Introduction
To date, aortic valve replacement (AVR) is the only curative therapy to treat aortic valve stenosis. Despite the emergence of the transcatheter aortic valve implantation (TAVI) procedure, surgical approach remains the gold standard, especially because it allows for the removal of the diseased valve and decalcification of the annulus, optimizing the annulus size and limiting paravalvular leak occurrence. Over the past decade, sutureless and rapid deployment aortic valves have emerged, offering an alternative to conventional AVR.

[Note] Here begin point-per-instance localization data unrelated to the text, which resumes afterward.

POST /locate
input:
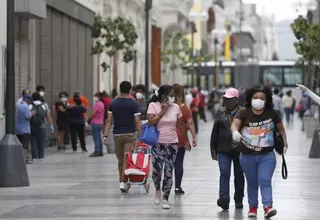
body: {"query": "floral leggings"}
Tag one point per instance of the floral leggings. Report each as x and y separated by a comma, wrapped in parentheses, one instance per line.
(163, 154)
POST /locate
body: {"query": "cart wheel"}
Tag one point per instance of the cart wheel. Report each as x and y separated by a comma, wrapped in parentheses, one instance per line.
(147, 187)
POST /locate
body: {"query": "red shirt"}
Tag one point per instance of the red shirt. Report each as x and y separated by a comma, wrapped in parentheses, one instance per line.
(186, 115)
(202, 102)
(194, 105)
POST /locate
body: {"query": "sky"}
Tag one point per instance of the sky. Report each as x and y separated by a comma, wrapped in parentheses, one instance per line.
(276, 8)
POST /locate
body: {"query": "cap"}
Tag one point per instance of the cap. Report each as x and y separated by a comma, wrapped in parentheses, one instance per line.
(231, 93)
(27, 97)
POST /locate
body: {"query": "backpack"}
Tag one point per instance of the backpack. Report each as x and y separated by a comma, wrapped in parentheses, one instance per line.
(39, 118)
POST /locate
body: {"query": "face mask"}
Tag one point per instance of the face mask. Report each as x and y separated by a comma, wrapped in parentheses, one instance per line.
(171, 100)
(64, 99)
(139, 95)
(257, 104)
(231, 104)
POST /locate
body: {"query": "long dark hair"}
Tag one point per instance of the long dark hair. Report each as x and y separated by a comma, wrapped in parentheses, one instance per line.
(164, 90)
(258, 88)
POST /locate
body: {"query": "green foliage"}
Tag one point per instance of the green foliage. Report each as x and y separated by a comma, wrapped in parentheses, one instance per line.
(177, 46)
(113, 35)
(308, 36)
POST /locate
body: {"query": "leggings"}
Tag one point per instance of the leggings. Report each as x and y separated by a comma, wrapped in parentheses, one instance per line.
(163, 154)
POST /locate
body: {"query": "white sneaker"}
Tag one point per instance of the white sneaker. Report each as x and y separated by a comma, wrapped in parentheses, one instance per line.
(123, 187)
(165, 204)
(157, 199)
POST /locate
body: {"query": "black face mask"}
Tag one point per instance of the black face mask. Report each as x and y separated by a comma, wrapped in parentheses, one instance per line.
(231, 104)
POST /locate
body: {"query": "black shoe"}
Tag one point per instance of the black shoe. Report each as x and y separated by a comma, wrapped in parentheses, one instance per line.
(223, 203)
(179, 191)
(239, 205)
(95, 154)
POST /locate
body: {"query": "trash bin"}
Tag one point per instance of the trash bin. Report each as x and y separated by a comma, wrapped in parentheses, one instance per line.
(310, 125)
(110, 145)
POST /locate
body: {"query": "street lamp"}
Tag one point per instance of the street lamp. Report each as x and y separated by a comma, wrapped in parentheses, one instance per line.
(194, 17)
(13, 171)
(148, 6)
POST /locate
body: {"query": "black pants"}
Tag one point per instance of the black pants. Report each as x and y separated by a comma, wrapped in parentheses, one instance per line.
(195, 121)
(74, 130)
(178, 166)
(202, 114)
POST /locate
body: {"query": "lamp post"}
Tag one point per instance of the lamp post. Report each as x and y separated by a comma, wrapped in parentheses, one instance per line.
(194, 17)
(148, 6)
(13, 171)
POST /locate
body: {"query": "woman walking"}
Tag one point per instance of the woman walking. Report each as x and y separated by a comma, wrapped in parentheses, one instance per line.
(166, 115)
(189, 125)
(253, 128)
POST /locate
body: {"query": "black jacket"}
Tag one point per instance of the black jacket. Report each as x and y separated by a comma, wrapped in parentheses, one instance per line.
(221, 135)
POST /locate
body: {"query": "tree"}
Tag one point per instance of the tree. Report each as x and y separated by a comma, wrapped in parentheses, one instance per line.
(111, 36)
(178, 46)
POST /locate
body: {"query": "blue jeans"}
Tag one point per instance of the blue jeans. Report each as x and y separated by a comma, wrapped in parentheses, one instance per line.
(259, 170)
(38, 143)
(225, 161)
(97, 137)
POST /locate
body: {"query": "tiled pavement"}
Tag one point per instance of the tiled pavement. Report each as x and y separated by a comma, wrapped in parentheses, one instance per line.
(70, 186)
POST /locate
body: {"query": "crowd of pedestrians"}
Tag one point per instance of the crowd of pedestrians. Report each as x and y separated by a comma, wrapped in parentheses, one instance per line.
(242, 134)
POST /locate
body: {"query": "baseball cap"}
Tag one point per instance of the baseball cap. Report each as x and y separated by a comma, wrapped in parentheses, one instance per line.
(231, 93)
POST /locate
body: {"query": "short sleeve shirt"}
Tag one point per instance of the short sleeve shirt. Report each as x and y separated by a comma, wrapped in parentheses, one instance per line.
(124, 111)
(168, 123)
(257, 130)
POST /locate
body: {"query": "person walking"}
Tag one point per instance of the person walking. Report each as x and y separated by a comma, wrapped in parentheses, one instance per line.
(77, 124)
(166, 115)
(253, 129)
(125, 114)
(38, 126)
(23, 116)
(179, 99)
(222, 150)
(97, 121)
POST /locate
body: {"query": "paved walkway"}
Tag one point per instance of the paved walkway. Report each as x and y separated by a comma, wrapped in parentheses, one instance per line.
(70, 186)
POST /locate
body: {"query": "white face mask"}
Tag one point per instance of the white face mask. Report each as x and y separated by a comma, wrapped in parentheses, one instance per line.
(64, 99)
(171, 100)
(139, 95)
(257, 104)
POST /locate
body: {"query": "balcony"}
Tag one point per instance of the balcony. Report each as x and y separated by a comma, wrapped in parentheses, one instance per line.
(31, 9)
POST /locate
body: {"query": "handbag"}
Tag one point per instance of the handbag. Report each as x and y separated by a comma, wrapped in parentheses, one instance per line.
(149, 134)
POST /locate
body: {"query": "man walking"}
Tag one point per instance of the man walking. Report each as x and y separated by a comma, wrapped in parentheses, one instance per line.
(125, 114)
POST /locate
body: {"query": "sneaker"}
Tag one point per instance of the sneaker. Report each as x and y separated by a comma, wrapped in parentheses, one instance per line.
(179, 191)
(269, 212)
(223, 203)
(165, 204)
(157, 198)
(252, 212)
(123, 187)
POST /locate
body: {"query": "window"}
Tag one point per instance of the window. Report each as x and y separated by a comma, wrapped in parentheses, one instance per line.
(293, 76)
(272, 75)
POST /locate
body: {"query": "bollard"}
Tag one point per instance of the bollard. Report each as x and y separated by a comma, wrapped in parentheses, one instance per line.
(110, 145)
(13, 170)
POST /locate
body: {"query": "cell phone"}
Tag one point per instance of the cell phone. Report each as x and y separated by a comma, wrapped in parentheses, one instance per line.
(164, 99)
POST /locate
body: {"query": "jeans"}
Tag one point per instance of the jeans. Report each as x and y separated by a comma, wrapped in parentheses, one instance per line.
(259, 170)
(195, 121)
(287, 113)
(178, 166)
(74, 130)
(38, 143)
(225, 161)
(97, 137)
(163, 154)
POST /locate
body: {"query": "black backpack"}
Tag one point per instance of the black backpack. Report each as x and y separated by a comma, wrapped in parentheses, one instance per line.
(39, 118)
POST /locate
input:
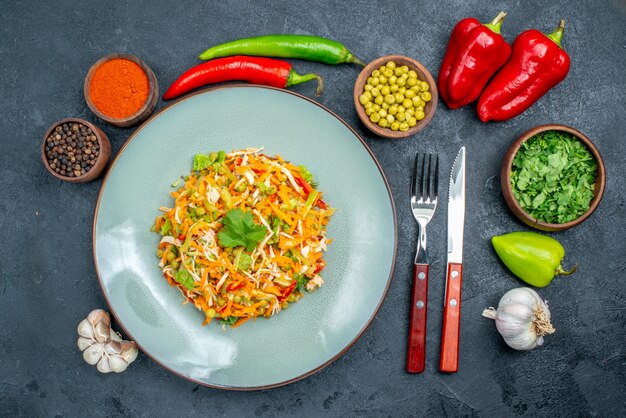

The Perceval-S aortic valve (LivaNova, London, UK) is a bioprosthesis based on bovine pericardial leaflets mounted into a flexible, self-expandable nitinol stent. This is the only sutureless valve available on the market and presents several advantages. First, its implantation is rapid, simple and reproducible, which reduces aortic cross-clamping time1–4. Moreover, its collapsible design favors minimally invasive surgical approaches5and facilitates implantation in challenging situations such as redo operations or calcified aortic root3,6,7. It also provides lower transvalvular gradients than conventional stented bioprothesis1,4,8. Recent studies have shown that Perceval-S’ rate of adverse events (notably renal insufficiency and blood transfusion) are similar or lower to that of conventional bioprothesis1–3, while mortality and paravalvular leak rates are lower than in TAVI3,9–12.
Even if the Perceval-S seems to be attractive and has a broad spectrum of use and advantages, its design based on two anchoring sites (the first at the annulus level and the second at the sino-tubular junction [STJ] level) has some pitfalls. Consequently, Perceval-S is contraindicated in case of a ratio between the STJ and the aortic annulus greater than 1.3, aneurysmal dilation or dissection of the ascending aortic wall13. The shape of the annulus is also crucial. In the bicuspid aortic valve (BAV), for example, an ovoid or scalloped annulus (with unequal sub-commissural height) may preclude the valve anchoring and lead to paravalvular leak or valve migration. In this situation, sub-commissural annuloplasty (SCAP) has been sporadically performed in order to circularize the annulus before implanting a Perceval-S14,15. In our surgical experience, we regularly challenge non-circular annulus and the aim of this study is to evaluate if SCAP can safely address this issue.